As always, read the whole thing.

So, what more do we need to hear? It is no longer the case that "your silence passes as honor". If you agree that everything is just as it should be, then that is your right. But, if you do not agree, then you can't just sit there. We've been told what we have to do, so we had best start doing it.

This Pretty Well Sums It Up

An editorial in the current issue of the National Catholic Reporter -
Enough.

Little else is left to say to an administration that:

- Led a country into war on false premises;

- Continues to link the war against terrorism with the war in Iraq when the two had no relationship at the outset;

- Dismisses the Geneva Conventions and holds prisoners incognito for years, without charges or access to legal representation;

- Places detainees on planes bound for foreign countries known for torture and abuse of prisoners;

- Maintains secret CIA prisons on foreign soil;

- Subverts laws guarding the civil liberties of U.S. citizens, including searches of personal records and infiltration of religious and peace groups by the FBI;

- Defers to a vice president who argues for legal exceptions so that U.S. personnel can engage in torture;

- And has, at various times, created mechanisms to plant false news reports domestically and overseas and most recently paid to have stories planted in the Iraqi press.

Where are we headed?

To this deeply disturbing list of human rights abuses and violations of civil liberties add the most recent revelations that President Bush, under the influence of and with the encouragement of Vice President Cheney, personally approved widespread electronic eavesdropping on Americans.
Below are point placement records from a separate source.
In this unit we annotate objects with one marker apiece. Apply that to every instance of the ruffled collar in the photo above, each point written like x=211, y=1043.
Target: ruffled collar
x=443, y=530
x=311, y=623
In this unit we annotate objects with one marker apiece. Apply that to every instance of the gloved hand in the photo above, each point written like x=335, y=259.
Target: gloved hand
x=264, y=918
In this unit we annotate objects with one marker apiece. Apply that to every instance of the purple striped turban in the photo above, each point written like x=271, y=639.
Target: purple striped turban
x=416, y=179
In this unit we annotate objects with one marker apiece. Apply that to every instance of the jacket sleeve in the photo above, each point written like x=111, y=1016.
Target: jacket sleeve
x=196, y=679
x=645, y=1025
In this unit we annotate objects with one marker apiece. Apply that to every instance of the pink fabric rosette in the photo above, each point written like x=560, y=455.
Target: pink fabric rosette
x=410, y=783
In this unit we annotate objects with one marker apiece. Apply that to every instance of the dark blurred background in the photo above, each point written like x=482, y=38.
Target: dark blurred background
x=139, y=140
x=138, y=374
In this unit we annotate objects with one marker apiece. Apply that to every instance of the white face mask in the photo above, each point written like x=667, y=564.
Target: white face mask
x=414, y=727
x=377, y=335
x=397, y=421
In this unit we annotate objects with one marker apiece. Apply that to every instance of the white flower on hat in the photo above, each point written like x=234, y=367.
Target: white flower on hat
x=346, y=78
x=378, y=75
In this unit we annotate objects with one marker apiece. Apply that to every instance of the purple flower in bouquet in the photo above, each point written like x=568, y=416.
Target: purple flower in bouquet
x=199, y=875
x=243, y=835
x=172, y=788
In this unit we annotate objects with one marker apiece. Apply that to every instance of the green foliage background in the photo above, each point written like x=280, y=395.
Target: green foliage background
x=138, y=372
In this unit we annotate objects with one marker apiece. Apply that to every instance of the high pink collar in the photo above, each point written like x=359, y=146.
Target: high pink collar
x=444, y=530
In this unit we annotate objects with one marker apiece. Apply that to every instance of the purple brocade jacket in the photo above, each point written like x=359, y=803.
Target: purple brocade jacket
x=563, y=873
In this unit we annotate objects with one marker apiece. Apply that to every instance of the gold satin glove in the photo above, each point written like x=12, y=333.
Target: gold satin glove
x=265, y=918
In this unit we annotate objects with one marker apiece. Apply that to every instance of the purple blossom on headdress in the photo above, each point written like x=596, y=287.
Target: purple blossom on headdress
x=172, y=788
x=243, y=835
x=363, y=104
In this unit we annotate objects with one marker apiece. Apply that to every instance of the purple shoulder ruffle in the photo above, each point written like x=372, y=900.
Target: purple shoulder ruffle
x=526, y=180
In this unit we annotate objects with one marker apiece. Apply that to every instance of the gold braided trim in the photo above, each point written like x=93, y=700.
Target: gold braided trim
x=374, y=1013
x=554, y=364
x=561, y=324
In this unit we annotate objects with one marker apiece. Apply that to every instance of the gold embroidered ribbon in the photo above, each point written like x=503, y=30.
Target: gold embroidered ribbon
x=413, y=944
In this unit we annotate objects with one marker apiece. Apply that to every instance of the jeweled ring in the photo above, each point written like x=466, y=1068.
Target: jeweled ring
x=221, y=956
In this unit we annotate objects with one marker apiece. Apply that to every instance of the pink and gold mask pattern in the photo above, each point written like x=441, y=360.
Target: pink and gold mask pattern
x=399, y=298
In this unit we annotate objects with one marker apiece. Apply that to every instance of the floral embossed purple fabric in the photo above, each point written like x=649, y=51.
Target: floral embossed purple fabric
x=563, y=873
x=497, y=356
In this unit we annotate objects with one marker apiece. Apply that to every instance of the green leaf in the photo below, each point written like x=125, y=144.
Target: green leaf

We may not have reached, yet, the “Newspeak” or “telescreens” of 1984, but the level of deception is certainly approaching Orwellian dimensions when a president who casts himself as a champion of global democracy could orchestrate so much that is fundamentally destructive of democracy.

...

Bush tells us that he is protecting us from terrorists. But without even the minimal protection of the secret Federal Intelligence Surveillance Court, how do we know what criteria are used to determine national security threats? Who’s there to protect against the temptation to use the technology for political ends? Exactly what, in these days of secret detentions and rendition flights, makes for an enemy of the state?

At what point do we begin to call what’s happening a dangerous abuse of power and demand accountability?

It is time.
As always, read the rest for yourself.

January 02, 2006

Cautious Man

One of the reasons (and, there are a couple of them) that this collection of random thoughts takes its name from a particular song is the line –
When something caught his eye he'd measure his need
And then very carefully he'd proceed
So, if I have a New Years resolution, it is to be less, well, cautious in that regard. I’ve already started out on the wrong foot, since as you can see this isn’t being posted on January 1 (even though I thought about writing this on that day).

Basically, I have to improve my ratio of doing things to thinking about doing things. I have to remember that anything good that’s ever happened to me has been the result of overcoming my natural hesitation. If I hadn’t, I wouldn’t now be married to the Cautious Wife (yes, readers, “he let his cautiousness slip away”), or have any of the Cautious Kids, or be sitting right now in my nice home in my cool town. Listen, I agonized a long time over DSL vs. cable modem – that’s just the way I am. This whole site would’ve been operating a lot sooner if I hadn’t kept fussing with the color scheme (Hey, what's wrong with those colors? …).

We’ll see how it goes. Maybe if I let go of this obsessive need to try to use song lines for post titles, we might get more done here this year.